Pilot Thoughts: Selfie and Manhattan Love Story

I've noticed that I've been talking about the new shows this fall in pairs even though I didn't mean to do so consciously. In any case, last week's double premiere of ABC sitcoms about men-women relationships made it easy to pair them together. And thus...

I wanted more than anything to fall head over heels in love with the unfortunately titled Selfie mostly due to my love of John Cho and Doctor Who's Karen Gillan. The bad news is that didn't happen, but the good news is the show is actually not as bad as its self-aware trying-too-hard-to-be-hip title. The show is loosely based on My Fair Lady with Gillan playing Eliza, a self-centered social-media obsessed swan who used to be an ugly duckling. She seeks the help of Henry (Cho) to rebuild her image and mild hilarity ensues.

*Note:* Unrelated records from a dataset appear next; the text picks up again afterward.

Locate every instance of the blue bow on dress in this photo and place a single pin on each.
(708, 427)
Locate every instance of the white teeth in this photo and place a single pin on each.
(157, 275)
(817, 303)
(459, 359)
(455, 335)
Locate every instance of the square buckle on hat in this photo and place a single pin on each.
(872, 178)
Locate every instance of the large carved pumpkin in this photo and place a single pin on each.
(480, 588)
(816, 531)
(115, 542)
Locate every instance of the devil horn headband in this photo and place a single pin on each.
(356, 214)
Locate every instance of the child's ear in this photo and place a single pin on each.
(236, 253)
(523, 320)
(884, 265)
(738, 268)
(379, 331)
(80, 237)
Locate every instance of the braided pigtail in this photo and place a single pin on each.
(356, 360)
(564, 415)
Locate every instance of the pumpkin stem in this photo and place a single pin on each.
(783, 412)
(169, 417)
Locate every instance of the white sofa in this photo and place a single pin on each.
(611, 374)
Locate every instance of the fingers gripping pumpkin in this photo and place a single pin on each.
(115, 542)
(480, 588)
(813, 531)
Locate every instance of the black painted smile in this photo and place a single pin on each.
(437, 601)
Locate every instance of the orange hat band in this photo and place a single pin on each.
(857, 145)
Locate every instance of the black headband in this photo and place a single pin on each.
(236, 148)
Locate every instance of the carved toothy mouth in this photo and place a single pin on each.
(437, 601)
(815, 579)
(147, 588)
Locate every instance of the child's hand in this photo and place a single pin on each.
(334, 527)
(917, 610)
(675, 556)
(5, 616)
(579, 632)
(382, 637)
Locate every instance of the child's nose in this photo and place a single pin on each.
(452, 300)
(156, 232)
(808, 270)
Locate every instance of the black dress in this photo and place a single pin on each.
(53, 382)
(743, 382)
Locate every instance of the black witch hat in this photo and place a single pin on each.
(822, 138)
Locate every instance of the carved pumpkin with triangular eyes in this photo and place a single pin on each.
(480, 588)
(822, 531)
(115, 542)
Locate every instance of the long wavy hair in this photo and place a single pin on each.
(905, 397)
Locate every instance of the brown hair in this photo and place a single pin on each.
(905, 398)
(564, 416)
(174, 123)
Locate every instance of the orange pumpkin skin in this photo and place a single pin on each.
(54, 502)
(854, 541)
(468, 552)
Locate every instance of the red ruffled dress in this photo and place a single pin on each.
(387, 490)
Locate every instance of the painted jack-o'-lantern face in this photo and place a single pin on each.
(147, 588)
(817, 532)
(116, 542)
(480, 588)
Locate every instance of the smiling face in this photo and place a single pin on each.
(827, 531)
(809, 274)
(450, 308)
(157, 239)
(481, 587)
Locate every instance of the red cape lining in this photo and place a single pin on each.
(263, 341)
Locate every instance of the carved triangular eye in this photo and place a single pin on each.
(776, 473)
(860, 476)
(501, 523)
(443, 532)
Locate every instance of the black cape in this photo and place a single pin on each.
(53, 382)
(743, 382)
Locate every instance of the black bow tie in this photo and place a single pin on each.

Recognizing that is only been one episode, Eliza as a character isn't working at the moment. She's too much of a lame caricature and the fact that Gillan isn't able to use her regular Scottish accent isn't helping matters. I'm hopeful though that her character can evolve (and I can get used to her new accent eventually). The call outs to the various social media trends are also a bit much, but perhaps they'll tone it down in future episodes the way black-ish did with race. The saving grace of the show is the chemistry between Gillan and Cho as well as both of them delivering in the charm department, which is no easy for her saddled with such a work-in-progress character.

Grade: B-
Willingness to continue:
Yes, because I love the actors and definitely see potential for growth. #selfie #badromance

The trailer for Manhattan Love Story appealed to me, because I found the concept of hearing the inner thoughts of a man and a woman as they date and start a relationship pretty intriguing. What I didn't count on where those inner thoughts being predictable and really lame. In the first scene alone our leading man played as dudebro-ingly as possible by Jake McDornan and our leading woman played as neurotically insecurely as possible by Analeigh Tipton think about big boobs and pretty purses respectively. As the episode churns on, you realize that inner thoughts should always be kept to themselves as almost every reductive thought we hear make the characters more unlikable (or stupid). I can see a version of the show where the thoughts are slightly more insightful and both characters deserve happiness (with each other), but unfortunately that's not the version of the show the pilot showed us.

Grade: C-
Willingness to continue:
Relunctantly yes, mostly because it's smack dab between two shows I'm watching at the moment, Selfie and SHIELD.